Both were started in the early 20th century by two friends, but they have had different trajectories since their founding, experts say. One adopted essentially progressive policies from the get-go – teaching girls Morse Code and woodcraft eight years before women won the right to vote in the United States. The other harked back to old-fashioned values and a more traditional view of masculinity.

“Girl Scouting still values much of what it valued 100 years ago, but the difference is Girl Scouting has very clearly changed with the times,” says Stacy Cordery, a history professor at Monmouth College in Illinois who has written a biography of Girl Scout founder Juliette Gordon Low. 

The Boy Scouts were founded by Robert Baden Powell, a British veteran of the Boer War, who created the group in response to what he saw as the physical frailty British troops exhibited in the war. He also gave his blessing for Low, a suffragist and his friend, to form the “Girl Guides” (the name was soon changed to Girl Scouts).

Ideological differences were apparent almost immediately, says Mary Logan Rothschild, a professor of women’s studies at Arizona State University who has researched the Girl Scouts since the 1980s.

“In some very fundamental ways the Boy Scouts was always backward-looking. It harkened back to a time when men were men, when they were apt in the woods, when they were muscular and strong,” she says.

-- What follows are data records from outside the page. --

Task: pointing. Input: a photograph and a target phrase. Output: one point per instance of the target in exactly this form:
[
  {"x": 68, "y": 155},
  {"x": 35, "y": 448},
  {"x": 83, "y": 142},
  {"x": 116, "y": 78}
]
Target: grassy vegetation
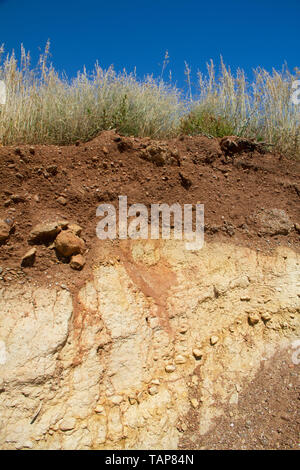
[{"x": 45, "y": 107}]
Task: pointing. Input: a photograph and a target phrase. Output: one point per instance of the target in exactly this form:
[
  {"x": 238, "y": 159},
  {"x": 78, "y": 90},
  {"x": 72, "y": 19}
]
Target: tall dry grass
[
  {"x": 45, "y": 107},
  {"x": 261, "y": 110}
]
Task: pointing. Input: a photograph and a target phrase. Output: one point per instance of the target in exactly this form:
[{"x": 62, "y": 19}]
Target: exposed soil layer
[
  {"x": 47, "y": 183},
  {"x": 267, "y": 415}
]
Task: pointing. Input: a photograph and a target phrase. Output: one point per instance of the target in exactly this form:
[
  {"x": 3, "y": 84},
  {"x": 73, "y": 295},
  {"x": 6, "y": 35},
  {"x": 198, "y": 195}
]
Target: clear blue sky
[{"x": 137, "y": 33}]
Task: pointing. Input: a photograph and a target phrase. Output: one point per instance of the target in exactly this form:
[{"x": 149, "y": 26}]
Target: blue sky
[{"x": 137, "y": 33}]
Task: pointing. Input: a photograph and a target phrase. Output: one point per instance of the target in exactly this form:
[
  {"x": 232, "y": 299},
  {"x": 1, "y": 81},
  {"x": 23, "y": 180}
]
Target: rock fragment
[
  {"x": 75, "y": 228},
  {"x": 67, "y": 424},
  {"x": 197, "y": 353},
  {"x": 77, "y": 262},
  {"x": 273, "y": 222},
  {"x": 214, "y": 340},
  {"x": 194, "y": 402},
  {"x": 253, "y": 319},
  {"x": 29, "y": 258},
  {"x": 68, "y": 244},
  {"x": 170, "y": 368},
  {"x": 179, "y": 359},
  {"x": 5, "y": 229},
  {"x": 153, "y": 390},
  {"x": 44, "y": 232}
]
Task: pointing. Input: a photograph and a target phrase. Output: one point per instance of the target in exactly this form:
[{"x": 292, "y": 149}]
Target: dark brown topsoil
[
  {"x": 47, "y": 183},
  {"x": 267, "y": 415}
]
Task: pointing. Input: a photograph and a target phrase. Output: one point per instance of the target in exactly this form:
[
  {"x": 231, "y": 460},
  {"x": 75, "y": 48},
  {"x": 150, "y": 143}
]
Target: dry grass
[
  {"x": 261, "y": 110},
  {"x": 44, "y": 107}
]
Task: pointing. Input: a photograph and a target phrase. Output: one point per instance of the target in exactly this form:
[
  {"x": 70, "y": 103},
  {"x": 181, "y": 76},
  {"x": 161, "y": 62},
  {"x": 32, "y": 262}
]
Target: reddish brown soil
[
  {"x": 232, "y": 189},
  {"x": 267, "y": 415}
]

For Girl Scouts, however, “all the things they were doing were not backward-looking, but forward-looking. These were new things for girls: to be adept at making fires, marching, and doing all these outdoor things.”

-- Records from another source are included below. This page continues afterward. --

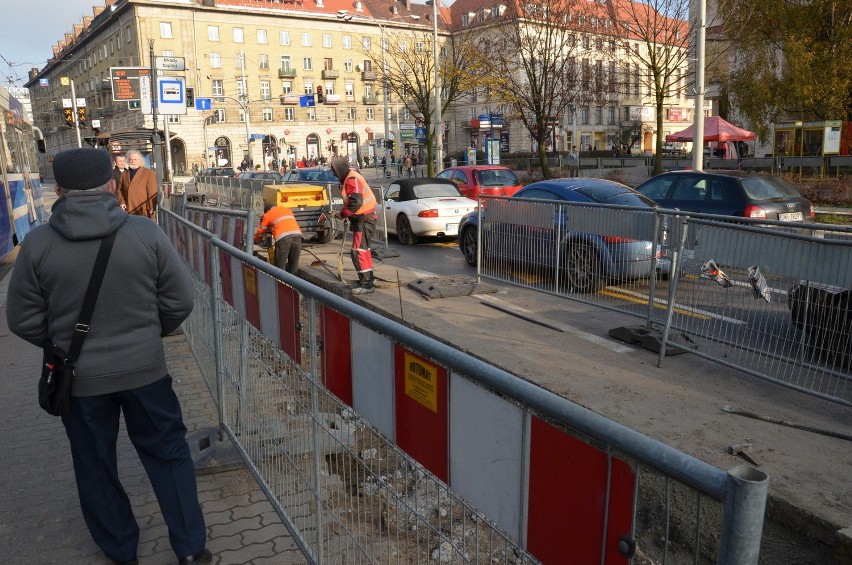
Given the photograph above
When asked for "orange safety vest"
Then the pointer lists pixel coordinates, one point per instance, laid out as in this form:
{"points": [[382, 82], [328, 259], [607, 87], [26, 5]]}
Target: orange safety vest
{"points": [[354, 184], [281, 220]]}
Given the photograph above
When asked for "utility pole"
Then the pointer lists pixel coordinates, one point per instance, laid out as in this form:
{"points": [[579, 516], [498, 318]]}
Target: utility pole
{"points": [[698, 128], [156, 140]]}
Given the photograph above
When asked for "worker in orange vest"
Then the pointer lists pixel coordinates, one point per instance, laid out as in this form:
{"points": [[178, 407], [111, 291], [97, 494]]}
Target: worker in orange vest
{"points": [[285, 232], [359, 209]]}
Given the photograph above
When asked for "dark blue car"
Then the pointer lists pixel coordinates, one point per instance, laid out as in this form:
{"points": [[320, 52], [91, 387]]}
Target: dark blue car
{"points": [[585, 260]]}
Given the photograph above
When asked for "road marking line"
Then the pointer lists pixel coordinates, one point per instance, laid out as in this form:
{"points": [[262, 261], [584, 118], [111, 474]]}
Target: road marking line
{"points": [[687, 310], [597, 340]]}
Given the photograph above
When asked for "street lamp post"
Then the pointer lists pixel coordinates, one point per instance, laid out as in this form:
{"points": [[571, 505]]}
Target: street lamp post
{"points": [[439, 130]]}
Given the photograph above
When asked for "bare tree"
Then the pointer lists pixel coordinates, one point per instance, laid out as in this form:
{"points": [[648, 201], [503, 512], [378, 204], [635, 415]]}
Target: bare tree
{"points": [[408, 69], [534, 48], [654, 36]]}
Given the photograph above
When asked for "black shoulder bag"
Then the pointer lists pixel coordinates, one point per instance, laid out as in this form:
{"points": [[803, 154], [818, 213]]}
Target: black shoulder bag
{"points": [[57, 369]]}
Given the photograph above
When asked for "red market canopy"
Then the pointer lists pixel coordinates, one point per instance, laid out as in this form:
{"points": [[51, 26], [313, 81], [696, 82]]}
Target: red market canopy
{"points": [[715, 129]]}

Interestingly, despite their divergent paths, both groups have more in common than badges and uniforms: Both have been steadily losing members. Membership for both organizations has dropped from peaks of around 4 million to 2 million.

From the beginning, the Girl Scouts pledged to be “non-sectarian in practice as well as in theory.” While one of the organization’s most popular badges early on was the “laundry badge,” Rothschild says, it also had an “airplane badge” in 1912, just four years after the Wright Brothers completed the first controlled human airplane flight.

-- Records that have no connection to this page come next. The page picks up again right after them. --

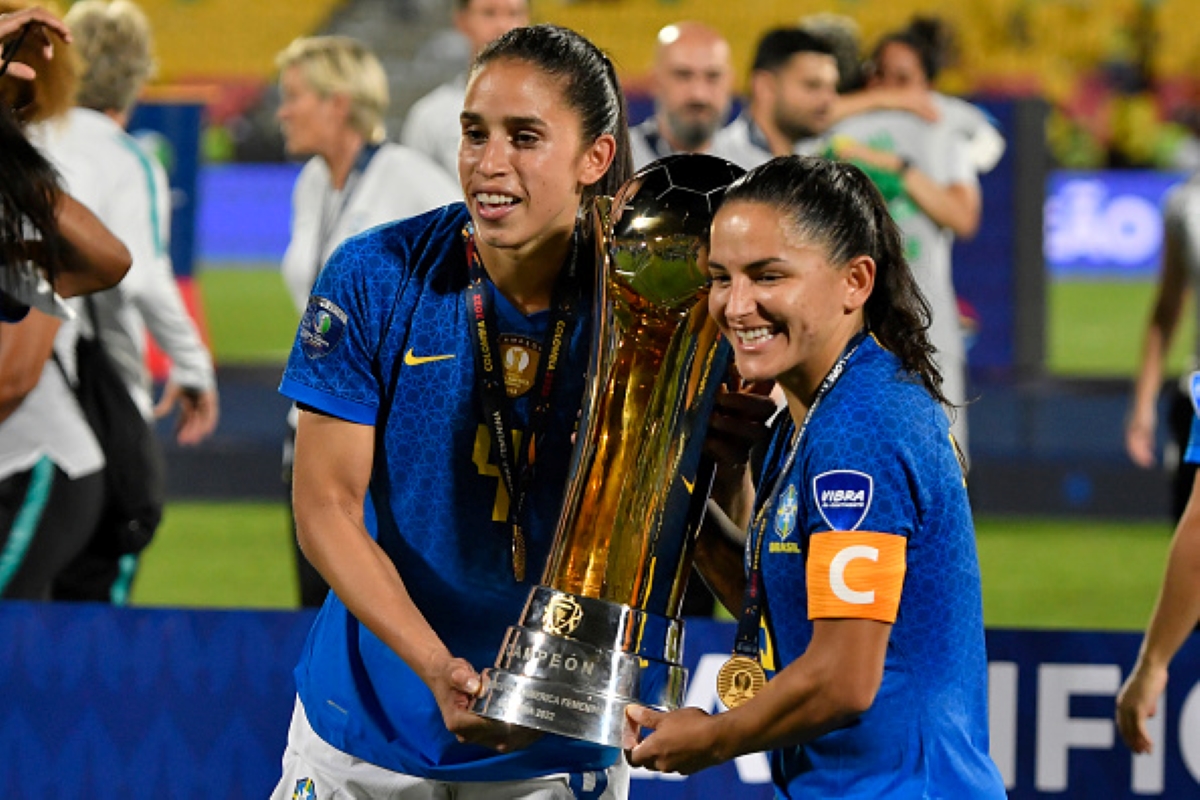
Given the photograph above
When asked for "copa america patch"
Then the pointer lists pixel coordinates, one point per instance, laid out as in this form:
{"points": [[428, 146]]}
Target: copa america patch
{"points": [[322, 328], [785, 513], [843, 497], [305, 789]]}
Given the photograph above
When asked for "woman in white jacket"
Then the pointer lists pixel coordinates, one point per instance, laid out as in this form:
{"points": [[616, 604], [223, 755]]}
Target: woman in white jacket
{"points": [[127, 190]]}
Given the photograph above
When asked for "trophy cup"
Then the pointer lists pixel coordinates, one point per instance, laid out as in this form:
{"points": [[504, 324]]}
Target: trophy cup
{"points": [[601, 631]]}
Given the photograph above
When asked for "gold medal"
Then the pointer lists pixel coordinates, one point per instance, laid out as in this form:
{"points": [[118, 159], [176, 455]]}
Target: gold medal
{"points": [[739, 679], [517, 553]]}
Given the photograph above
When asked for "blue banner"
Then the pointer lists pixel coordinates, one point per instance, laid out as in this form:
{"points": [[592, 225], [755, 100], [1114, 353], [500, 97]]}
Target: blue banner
{"points": [[1105, 224], [171, 132], [163, 704]]}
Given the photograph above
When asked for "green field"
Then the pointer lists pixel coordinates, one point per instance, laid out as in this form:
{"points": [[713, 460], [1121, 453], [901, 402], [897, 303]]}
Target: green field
{"points": [[1093, 329], [1037, 572]]}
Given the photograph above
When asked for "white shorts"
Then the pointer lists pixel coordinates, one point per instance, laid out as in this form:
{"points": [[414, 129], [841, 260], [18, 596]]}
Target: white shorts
{"points": [[316, 770]]}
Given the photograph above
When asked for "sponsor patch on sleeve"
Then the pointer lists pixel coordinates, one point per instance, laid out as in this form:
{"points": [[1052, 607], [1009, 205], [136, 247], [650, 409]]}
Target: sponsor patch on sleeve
{"points": [[322, 328], [856, 575], [843, 497]]}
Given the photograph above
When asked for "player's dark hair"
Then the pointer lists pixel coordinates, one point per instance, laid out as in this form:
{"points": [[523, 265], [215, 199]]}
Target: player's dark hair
{"points": [[589, 86], [29, 190], [834, 205], [778, 46]]}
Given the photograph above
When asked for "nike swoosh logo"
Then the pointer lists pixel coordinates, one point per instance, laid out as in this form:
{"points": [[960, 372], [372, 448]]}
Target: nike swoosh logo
{"points": [[418, 360]]}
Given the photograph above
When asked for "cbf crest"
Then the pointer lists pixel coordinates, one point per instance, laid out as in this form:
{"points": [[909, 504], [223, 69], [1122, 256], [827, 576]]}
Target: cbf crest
{"points": [[322, 328], [843, 497], [785, 513]]}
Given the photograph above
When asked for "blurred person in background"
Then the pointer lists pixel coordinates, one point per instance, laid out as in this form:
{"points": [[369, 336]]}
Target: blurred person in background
{"points": [[1176, 612], [793, 91], [693, 84], [432, 122], [52, 483], [793, 100], [1176, 281], [70, 252], [334, 98], [127, 190], [927, 174]]}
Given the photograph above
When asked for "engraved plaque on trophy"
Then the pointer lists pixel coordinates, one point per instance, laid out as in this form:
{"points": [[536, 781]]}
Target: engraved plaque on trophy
{"points": [[601, 631]]}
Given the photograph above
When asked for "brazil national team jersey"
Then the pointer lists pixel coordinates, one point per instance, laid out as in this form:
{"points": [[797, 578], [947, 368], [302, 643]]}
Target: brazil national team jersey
{"points": [[873, 523], [387, 342]]}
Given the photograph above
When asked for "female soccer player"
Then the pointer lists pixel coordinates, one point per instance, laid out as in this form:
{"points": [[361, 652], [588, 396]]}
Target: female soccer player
{"points": [[439, 371], [861, 564], [334, 98]]}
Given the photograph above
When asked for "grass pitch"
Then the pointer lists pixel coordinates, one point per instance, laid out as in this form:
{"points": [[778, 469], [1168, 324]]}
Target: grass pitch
{"points": [[1038, 573]]}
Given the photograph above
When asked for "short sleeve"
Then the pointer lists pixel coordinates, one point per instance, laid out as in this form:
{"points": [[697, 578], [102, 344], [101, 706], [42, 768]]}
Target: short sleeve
{"points": [[333, 361]]}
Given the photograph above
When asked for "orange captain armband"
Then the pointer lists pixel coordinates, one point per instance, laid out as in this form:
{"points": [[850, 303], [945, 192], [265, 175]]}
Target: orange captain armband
{"points": [[856, 575]]}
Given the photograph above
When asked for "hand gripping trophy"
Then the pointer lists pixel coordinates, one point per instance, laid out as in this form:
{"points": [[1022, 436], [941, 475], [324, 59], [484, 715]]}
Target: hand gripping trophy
{"points": [[601, 631]]}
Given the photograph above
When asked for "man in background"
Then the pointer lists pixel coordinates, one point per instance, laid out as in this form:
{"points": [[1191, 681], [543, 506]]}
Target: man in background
{"points": [[693, 92], [792, 100], [432, 125]]}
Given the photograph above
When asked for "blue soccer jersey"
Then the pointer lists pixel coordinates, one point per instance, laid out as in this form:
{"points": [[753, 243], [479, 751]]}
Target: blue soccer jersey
{"points": [[873, 522], [387, 342]]}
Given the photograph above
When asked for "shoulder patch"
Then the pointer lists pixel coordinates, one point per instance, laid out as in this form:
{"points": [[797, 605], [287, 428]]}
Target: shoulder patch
{"points": [[785, 513], [843, 497], [322, 328]]}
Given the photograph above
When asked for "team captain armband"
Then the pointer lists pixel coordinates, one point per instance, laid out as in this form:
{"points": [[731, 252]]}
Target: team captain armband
{"points": [[856, 575]]}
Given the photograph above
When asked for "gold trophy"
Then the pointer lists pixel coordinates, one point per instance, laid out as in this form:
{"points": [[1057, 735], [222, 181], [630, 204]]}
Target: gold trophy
{"points": [[603, 631]]}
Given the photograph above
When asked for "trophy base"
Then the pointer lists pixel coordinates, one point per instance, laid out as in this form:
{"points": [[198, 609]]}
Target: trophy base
{"points": [[579, 687]]}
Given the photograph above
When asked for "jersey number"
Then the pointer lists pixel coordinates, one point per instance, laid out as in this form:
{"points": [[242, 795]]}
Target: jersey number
{"points": [[483, 459]]}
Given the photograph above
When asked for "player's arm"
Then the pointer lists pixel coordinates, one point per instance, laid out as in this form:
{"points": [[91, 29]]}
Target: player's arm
{"points": [[1174, 619], [333, 470], [1164, 318], [24, 349], [834, 681], [737, 425]]}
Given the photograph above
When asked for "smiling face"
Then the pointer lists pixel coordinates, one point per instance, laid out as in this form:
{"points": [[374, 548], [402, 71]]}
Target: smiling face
{"points": [[522, 162], [785, 308], [309, 121]]}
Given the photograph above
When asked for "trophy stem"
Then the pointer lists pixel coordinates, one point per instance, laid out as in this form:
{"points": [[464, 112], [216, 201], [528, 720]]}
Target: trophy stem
{"points": [[576, 663]]}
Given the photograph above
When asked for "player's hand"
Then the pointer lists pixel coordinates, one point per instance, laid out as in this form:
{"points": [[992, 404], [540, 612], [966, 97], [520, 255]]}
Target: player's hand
{"points": [[198, 411], [739, 421], [1137, 702], [1140, 438], [678, 741], [455, 685], [42, 20]]}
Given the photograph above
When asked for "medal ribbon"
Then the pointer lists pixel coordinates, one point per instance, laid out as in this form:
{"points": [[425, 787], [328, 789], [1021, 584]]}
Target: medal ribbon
{"points": [[747, 642], [517, 471]]}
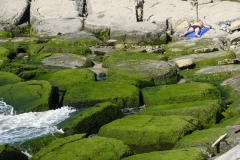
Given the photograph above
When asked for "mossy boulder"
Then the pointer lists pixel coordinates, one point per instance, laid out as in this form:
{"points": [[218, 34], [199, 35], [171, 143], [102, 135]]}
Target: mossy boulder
{"points": [[145, 133], [23, 70], [8, 152], [67, 61], [187, 154], [205, 138], [88, 94], [77, 147], [33, 146], [4, 52], [90, 120], [8, 78], [30, 96], [179, 93], [142, 73], [68, 77], [208, 112]]}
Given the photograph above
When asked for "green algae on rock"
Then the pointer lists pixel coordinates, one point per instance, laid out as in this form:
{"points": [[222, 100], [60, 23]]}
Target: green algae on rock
{"points": [[179, 93], [181, 154], [8, 78], [29, 96], [8, 152], [145, 133], [208, 112], [90, 120], [95, 148], [88, 94]]}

The Boy Scout’s oath, meanwhile, calls for scouts to “do my duty to God and my country and to obey the Scout Law; to help other people at all times; to keep myself physically strong, mentally awake, and morally straight.” Patriotism and the physical and moral development of scouts remain bedrock values.

Religion is closely tied to the Boy Scouts: some 70 percent of troops are affiliated with faith-based groups, including the Methodist Church and the Church of Jesus Christ of Latter-Day Saints. The Boy Scouts officially ban atheists and agnostics.

That emphasis on conservative values has made it difficult for the Boy Scouts to adapt to changing US social mores fast enough for progressive critics, while some on the right have lamented the lifting of the ban on homosexual scouts, seeing it abandoning conservative values to kowtow to political correctness.

But supporters point to studies that show that scouting helps build not only character but respect for others. A study performed by two professors at Baylor University in 2012 found that when compared to non-scouts, Eagle Scouts “were significantly more likely to indicate they have built character traits related to work ethics, morality, tolerance and respect for diversity,” according to a 2015 opinion piece in Seacoast Online out of Portsmouth, N.H.

Experts like Dr. Cordery see the integration of lesbian, bisexual, and transgender girl scouts as a natural extension of that group’s history of inclusiveness. In 1956, the Rev. Martin Luther King Jr. described the organization as “a force for desegregation” after it pushed to integrate scouts.

The GSUSA has also formed special troops to serve girls living on poverty, serving time in detention centers, or at risk of domestic violence, The Atlantic reported.

“When I started [my research] I didn’t expect to find what I found,” Rothschild says. “It’s my profound belief, based on academic research, that they really have fundamentally different visions.”